Compiling to class files

Generic classes and methods continue to be implemented via erasure: generated bytecode replaces type variables with their erased bounds. So, within generic APIs, primitive objects will generally be operated on as references.

The usual rules for detecting heap pollution apply: casts are inserted at certain program points to assert that a value has the expected runtime type. In the case of primitive value types, this includes checking that the value is non-null.

The Signature attribute is extended to encode additional forms of compile-time type information:

  • Type variables declared as ref T

  • Type variable uses of the form T.ref

  • Primitive value types appearing as type arguments and type variable/wildcard bounds

Alternatives

We could ask developers to always use primitive reference types when making use of generic APIs. This is not a very good solution, as argued in the Motivation section.

We could also ask API authors to opt in to universal type variables, rather than making type variables universal by default. But the goal is for universal generics to be the norm, and in practice there's no reason most type variables can't be universal. An opt in would introduce too much friction and lead to a fragmented Java ecosystem.

As noted, the erasure-based compilation strategy does not allow for the performance we might hope from generic APIs operating on primitive objects. In the future we expect to enhance the JVM to allow for compilation that produces heterogenous classes specialized to different type arguments. But by prioritizing language changes first in this JEP, developers can write more expressive code now and make their generic APIs specialization-ready, while anticipating performance improvements in the future.

We could avoid introducing new warnings and accept null pollution as a routine fact of programming with primitive value types. This would make for a "cleaner" compilation experience, but the unpredictability of generic APIs at run time would not be pleasant. Ultimately, we want developers who use null in generic APIs to notice and think carefully about how their usage interacts with primitive value types.

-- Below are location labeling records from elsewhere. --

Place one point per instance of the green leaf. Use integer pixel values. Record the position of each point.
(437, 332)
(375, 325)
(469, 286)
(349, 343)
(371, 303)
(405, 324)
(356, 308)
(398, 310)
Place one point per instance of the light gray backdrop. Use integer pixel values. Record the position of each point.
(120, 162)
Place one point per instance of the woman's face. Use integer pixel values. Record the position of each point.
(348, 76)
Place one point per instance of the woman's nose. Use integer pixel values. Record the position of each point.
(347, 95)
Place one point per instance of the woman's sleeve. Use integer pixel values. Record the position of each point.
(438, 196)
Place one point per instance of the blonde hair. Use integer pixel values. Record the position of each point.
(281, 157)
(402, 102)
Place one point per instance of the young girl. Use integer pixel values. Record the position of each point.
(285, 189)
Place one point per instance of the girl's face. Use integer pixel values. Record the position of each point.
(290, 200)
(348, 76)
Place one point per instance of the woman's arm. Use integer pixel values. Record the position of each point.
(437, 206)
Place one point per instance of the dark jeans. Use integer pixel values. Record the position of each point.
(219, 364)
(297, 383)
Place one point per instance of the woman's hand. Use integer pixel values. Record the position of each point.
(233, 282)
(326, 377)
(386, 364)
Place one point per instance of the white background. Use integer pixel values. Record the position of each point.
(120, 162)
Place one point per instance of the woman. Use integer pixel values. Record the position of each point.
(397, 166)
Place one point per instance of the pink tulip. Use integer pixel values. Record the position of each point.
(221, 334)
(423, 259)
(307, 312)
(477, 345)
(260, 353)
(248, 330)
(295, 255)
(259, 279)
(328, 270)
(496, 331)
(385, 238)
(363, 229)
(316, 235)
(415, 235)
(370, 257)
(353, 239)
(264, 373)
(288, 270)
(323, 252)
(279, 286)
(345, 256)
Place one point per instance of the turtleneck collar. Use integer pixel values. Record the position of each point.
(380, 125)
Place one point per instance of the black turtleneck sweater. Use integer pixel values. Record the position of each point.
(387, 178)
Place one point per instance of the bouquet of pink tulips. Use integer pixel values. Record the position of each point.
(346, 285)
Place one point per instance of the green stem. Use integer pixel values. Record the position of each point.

In the other extreme, we could treat some or all of the warnings as errors. But we don't want to introduce source and migration incompatibilities—legacy code and users of legacy APIs should still successfully compile, even if there are new warnings.

Risks and Assumptions

The success of these features depends on Java developers learning about and adopting an updated model for the interaction of type variables with null. New warnings will be highly visible, and they will need to be understood and appreciated, not ignored, for them to have their desired effect.

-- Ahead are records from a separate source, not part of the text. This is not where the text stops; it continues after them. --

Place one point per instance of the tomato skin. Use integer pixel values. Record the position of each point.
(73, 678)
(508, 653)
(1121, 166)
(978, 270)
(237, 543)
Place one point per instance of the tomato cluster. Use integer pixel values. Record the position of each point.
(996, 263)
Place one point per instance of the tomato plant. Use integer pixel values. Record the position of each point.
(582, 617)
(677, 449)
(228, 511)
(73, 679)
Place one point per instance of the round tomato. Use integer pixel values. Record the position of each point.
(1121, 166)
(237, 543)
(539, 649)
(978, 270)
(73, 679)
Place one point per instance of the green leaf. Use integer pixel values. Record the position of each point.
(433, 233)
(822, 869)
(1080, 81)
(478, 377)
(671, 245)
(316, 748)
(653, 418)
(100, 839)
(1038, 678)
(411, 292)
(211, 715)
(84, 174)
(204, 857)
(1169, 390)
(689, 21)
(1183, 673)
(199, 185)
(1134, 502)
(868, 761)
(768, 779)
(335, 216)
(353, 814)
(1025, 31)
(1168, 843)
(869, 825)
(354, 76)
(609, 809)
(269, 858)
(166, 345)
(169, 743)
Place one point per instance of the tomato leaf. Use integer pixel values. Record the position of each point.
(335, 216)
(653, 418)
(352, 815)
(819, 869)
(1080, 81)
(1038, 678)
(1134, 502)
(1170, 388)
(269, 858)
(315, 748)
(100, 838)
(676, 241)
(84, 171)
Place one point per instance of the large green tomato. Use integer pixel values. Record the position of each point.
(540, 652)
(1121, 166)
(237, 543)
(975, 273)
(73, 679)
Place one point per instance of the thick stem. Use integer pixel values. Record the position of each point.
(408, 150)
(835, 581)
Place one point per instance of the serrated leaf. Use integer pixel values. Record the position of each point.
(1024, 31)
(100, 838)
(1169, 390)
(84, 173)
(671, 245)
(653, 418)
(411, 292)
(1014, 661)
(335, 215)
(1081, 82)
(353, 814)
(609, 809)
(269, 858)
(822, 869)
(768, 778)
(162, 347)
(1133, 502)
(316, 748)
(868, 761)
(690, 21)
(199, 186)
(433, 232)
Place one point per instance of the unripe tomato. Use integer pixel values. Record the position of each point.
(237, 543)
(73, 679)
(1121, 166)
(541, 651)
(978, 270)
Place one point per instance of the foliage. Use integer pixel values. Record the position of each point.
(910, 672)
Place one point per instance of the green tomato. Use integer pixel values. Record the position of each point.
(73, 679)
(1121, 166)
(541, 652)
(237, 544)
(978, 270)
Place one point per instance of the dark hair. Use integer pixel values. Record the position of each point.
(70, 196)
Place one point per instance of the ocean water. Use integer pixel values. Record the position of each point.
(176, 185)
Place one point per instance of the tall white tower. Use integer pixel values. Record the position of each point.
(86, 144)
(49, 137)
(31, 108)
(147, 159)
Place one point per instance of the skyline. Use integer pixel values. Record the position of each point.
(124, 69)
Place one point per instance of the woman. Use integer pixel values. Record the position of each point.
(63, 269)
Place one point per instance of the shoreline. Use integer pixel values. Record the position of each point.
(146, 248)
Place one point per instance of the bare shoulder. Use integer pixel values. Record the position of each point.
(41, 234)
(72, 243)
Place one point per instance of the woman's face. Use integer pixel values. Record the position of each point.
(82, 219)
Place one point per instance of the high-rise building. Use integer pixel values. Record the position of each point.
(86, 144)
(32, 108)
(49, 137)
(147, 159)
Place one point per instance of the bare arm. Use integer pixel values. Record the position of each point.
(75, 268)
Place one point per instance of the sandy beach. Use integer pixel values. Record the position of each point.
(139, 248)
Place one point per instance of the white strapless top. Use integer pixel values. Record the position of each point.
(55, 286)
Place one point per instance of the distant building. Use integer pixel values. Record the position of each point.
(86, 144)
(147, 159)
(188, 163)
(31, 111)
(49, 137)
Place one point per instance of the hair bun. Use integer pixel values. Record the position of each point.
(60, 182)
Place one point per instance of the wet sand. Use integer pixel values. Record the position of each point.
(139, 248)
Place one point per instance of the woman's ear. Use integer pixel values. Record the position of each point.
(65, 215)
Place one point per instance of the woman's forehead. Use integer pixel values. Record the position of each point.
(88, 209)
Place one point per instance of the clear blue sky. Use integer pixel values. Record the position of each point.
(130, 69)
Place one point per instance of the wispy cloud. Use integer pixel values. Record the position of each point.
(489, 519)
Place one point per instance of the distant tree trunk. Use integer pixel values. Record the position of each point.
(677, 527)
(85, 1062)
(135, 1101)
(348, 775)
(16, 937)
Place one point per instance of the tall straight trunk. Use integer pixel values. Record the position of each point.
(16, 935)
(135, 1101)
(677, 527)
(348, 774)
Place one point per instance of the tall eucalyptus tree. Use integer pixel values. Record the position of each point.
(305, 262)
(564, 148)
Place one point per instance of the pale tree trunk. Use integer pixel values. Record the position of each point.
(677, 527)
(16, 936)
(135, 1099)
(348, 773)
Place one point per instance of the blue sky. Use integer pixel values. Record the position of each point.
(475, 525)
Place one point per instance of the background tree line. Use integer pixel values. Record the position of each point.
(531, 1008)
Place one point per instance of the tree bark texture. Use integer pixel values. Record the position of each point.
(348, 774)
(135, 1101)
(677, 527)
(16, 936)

Making these features available before specialized generics presents some challenges. Some developers may be dissatisfied with the performance (comparing ArrayList<Point> to Point[], for example), and develop incorrect long-term intuitions about the costs of using generics for primitive value types. Other developers may make suboptimal choices when applying .ref, not noticing any ill effects until running on a specialization-supporting VM, long after the code has been changed.

Dependencies

JEP 401, Primitive Objects, is a prerequisite.

A followup JEP will update the standard libraries, addressing null warnings and making the libraries specialization-ready.

Another followup JEP will introduce runtime specialization of generic APIs in the JVM.